There are so many things that can happen between now and then that I think it’s just ridiculous to panic about it. And just ask my husband, I’m really good at panicking about uncertainty in the future. I dreamed up some of the most colorful nightmare scenarios you’ll ever hear just before we packed up and moved across the country last April. And I’ll say what he said: if you have a nightmare scenario, it’s good to talk about it and get it out in the open, because it helps you see just how unlikely it really is when you hear it out loud.Do you really, sincerely, think, that the virtual world that’s been operating for 11 years now, is just going to close up unannounced in a few months and leave you without your land, your money, or your stuff? I don’t.

It’s likely that things will change. It’s likely that some things will become obsolete, or that some things that already are obsolete will be replaced. But the sky is not falling, any more than it did with mesh, or alpha layers, or merging with the Teen Grid, or Zindra. It’s foolish to not enjoy what you have today, out of fear that you might not have it tomorrow. In fact in my opinion it’s all the more reason to enjoy it today.

Posted in building, SL11B

On SL11B: Groove to your groove

So, the SL11B sims are all closed to exhibitors now, and now it’s time to wait. I’ve been working on the Green Guide, and I’ve thought about it and talked about it (not releasing any information as to its content of course!) and I’m glad that it’s being met with positive feedback.

In my real life, I’m not very confrontational at all. If I see something that is stupid, unless it’s outright harmful, I tend to just live and let live. In fact there are those in my RL who suggest that maybe I “let live” a little too much. It’s not the same on the Internet, of course. On the ‘Net, if something is bullshit, I’ll call it bullshit. If something looks ridiculous, I’m likely to say it looks ridiculous. Mind I’ll say it in such a way as to be about the act and not the person: if an avatar has spindly little t-rex arms and a waistline that would be impossible to support internal organs, I’d say precisely that, I wouldn’t say the person behind the avatar’s an idiot or even wrong for having what one grouchy old elf might consider a ridiculous form. I think Lola meshtits look absurd no matter who’s wearing them, but I’m 100% behind your right to have them. You like them? Then groove to your groove, man, and wear the shit out of those. Don’t worry about what someone like me has to say about them. But welcome to life, first or second: no matter what you do, you WILL hear someone say they don’t like it.

That’s just an example, of course, with the Lolas. Getting back to SL11B, or any exhibition, or anything that isn’t your own sim-on-a-stick at all, really: you put it out there, you may just hear someone say they don’t like it. It may really hurt. It may make you cry. Do YOU like it? Then groove to your groove.

Now, that all having been said, I’m not releasing a list of “exhibits that missed the mark by miles at SL11B.” Though, mind you, some did. It just doesn’t seem productive of me to make a public display out of what didn’t gel with my own personal opinion. And, this Green Guide is only my opinion of what really kicked ass this year. You may say “How could you even LIKE that?” and that’s your call too.

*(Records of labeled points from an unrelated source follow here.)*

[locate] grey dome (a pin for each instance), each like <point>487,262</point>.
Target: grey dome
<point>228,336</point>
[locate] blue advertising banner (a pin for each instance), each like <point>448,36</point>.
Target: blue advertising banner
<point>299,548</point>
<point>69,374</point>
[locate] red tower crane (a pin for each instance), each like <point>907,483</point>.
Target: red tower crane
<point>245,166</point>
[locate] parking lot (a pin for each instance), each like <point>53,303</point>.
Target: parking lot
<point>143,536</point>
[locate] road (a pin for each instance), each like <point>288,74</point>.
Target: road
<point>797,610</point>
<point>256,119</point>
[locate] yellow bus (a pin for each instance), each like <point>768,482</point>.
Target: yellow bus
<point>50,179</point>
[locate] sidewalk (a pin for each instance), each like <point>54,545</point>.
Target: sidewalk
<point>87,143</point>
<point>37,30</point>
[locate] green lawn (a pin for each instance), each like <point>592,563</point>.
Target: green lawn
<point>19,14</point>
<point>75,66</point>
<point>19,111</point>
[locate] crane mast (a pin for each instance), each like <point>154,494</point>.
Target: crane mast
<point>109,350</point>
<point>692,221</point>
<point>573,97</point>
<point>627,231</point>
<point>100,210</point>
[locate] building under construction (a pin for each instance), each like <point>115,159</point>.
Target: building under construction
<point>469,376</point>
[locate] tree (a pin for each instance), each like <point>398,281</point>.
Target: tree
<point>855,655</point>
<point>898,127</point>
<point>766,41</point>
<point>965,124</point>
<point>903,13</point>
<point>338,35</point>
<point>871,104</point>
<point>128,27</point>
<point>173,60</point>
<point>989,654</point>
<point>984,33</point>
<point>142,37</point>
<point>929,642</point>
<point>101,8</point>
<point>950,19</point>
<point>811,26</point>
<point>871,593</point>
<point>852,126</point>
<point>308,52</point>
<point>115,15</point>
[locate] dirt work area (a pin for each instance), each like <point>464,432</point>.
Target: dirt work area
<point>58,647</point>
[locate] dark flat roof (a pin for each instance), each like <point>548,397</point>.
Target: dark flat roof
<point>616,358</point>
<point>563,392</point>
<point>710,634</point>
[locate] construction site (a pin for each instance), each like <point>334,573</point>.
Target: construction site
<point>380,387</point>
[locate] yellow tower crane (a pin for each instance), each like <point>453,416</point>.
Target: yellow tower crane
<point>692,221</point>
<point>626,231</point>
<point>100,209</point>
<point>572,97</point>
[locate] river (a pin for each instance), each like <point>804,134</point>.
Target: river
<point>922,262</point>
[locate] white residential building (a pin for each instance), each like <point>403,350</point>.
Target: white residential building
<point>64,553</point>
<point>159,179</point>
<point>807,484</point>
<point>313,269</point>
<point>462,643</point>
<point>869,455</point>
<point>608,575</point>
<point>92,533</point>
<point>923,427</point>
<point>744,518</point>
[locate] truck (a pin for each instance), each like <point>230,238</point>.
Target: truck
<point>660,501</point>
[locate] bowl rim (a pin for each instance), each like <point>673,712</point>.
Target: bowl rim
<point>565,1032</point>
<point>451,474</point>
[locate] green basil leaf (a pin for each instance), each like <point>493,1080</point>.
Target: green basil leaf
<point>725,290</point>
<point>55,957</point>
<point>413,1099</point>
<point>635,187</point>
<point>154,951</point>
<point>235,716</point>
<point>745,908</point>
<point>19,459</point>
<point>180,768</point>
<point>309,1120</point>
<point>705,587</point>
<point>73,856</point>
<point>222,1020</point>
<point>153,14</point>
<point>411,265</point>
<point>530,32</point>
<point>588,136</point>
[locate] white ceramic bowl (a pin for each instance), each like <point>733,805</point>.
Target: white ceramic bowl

But it’s likely that someone, not me, but someone, may say awful stuff about your work. If you can, step back and look at just how much they’re saying is really a representation of themselves, not of you. And or be hurt and cry. And then move forward, building what you like, grooving to your groove.

One last thing, regarding SL11B. If something really wows you, maybe make your own list saying so. And, tell the builder him/herself what you like about it. No harm in that.